The simple answer is, a bike is a bike... you can ride your MTB on the road no problem with no ill effects. Riding any bike is better than riding no bike, so get on the bike! I have a friend that rides a good bit of road on his MTB. There are three trail networks that are reasonably close to each other and he'll do long rides on his MTB and include each park... it's a 40-60 mile ride with probably half trails, half roads. That's gotta suck, but it is what it is...

My suggestion echo's that of some other posters here. Get some slicks. It'll get old quick for you to be swapping tires every few days to go for a weekend trail ride, so I would take this opportunity to upgrade your wheels. Get some really nice MTB wheels and use your stock wheelset as your road wheels. Mount up the slicks and that way you can swap back and forth much more easily.

I've done winter road rides on my mountain bike and its really not _that _bad.
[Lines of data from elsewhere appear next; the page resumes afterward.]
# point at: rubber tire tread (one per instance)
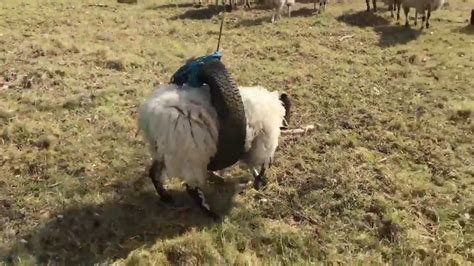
(226, 99)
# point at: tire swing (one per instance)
(226, 99)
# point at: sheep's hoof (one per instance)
(216, 178)
(166, 199)
(213, 216)
(259, 183)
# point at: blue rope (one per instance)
(188, 72)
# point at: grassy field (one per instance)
(386, 177)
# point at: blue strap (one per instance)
(188, 72)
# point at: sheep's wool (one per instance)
(181, 128)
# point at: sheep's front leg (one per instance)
(416, 17)
(198, 196)
(155, 173)
(428, 18)
(398, 5)
(406, 10)
(259, 178)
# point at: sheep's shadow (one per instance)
(95, 233)
(363, 19)
(168, 6)
(202, 13)
(392, 35)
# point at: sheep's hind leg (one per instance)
(155, 174)
(259, 178)
(198, 196)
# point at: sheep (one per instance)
(374, 3)
(394, 5)
(322, 5)
(421, 6)
(277, 5)
(181, 128)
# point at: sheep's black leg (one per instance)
(398, 11)
(198, 197)
(406, 10)
(259, 178)
(155, 174)
(428, 18)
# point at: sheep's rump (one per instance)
(265, 113)
(181, 128)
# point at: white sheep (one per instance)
(394, 5)
(322, 5)
(421, 6)
(181, 127)
(277, 5)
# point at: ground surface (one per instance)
(387, 176)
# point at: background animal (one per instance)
(425, 7)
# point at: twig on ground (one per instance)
(345, 37)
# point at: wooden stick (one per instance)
(345, 37)
(297, 131)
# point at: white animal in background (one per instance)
(322, 5)
(181, 127)
(425, 7)
(277, 5)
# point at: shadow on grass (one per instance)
(167, 6)
(95, 233)
(254, 22)
(363, 19)
(392, 35)
(202, 13)
(304, 12)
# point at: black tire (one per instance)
(227, 101)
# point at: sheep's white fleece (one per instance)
(181, 128)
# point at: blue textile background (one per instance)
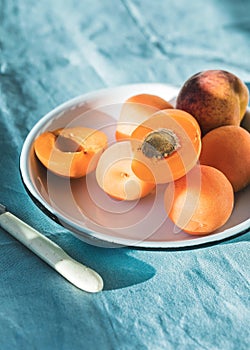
(51, 51)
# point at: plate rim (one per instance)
(84, 233)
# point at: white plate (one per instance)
(82, 207)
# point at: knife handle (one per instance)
(76, 273)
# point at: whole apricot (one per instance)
(228, 149)
(201, 201)
(215, 98)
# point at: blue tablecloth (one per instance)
(51, 51)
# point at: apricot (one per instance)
(70, 152)
(228, 149)
(201, 201)
(215, 98)
(166, 146)
(115, 177)
(135, 110)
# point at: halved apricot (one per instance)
(70, 152)
(135, 110)
(166, 146)
(115, 176)
(200, 202)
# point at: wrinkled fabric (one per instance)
(51, 51)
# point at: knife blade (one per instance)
(76, 273)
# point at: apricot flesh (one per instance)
(167, 162)
(70, 152)
(135, 110)
(228, 149)
(215, 98)
(115, 176)
(200, 202)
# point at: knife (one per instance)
(79, 275)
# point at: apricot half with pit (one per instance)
(70, 152)
(165, 146)
(135, 110)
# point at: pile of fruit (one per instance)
(198, 148)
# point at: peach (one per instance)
(228, 149)
(115, 176)
(70, 152)
(215, 98)
(135, 110)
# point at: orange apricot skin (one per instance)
(76, 163)
(209, 200)
(135, 110)
(227, 148)
(179, 162)
(119, 176)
GO for it.


----------



## Slee_Stack (Apr 14, 2010)

I'm fortunate enough to have three very different bikes and can always pick the one most suitable to the task.

I only ride my road bike on long (and/or fast) excursions. Obviously, its efficient, but it can also rattle you on rough pavement and twitchy doesn't begin to describe its steering.

My mtb is heavy as sin and is fitted with the best gripping (knobby) tires I could find. It can ride on pavement, but its slow and hums like one of those Jeeps with mudders on the road. I can handle it in small doses but it does detract from the 'fun' though.

My hybrid is not a POS (many are). I consider it the Cadillac of my bikes. Its silky smooth and ultra comfy to ride on pavement, its not super inefficient so I can ride it for decent distances, and it can actually handle easier trails. I use it in the city and on the greenways mostly.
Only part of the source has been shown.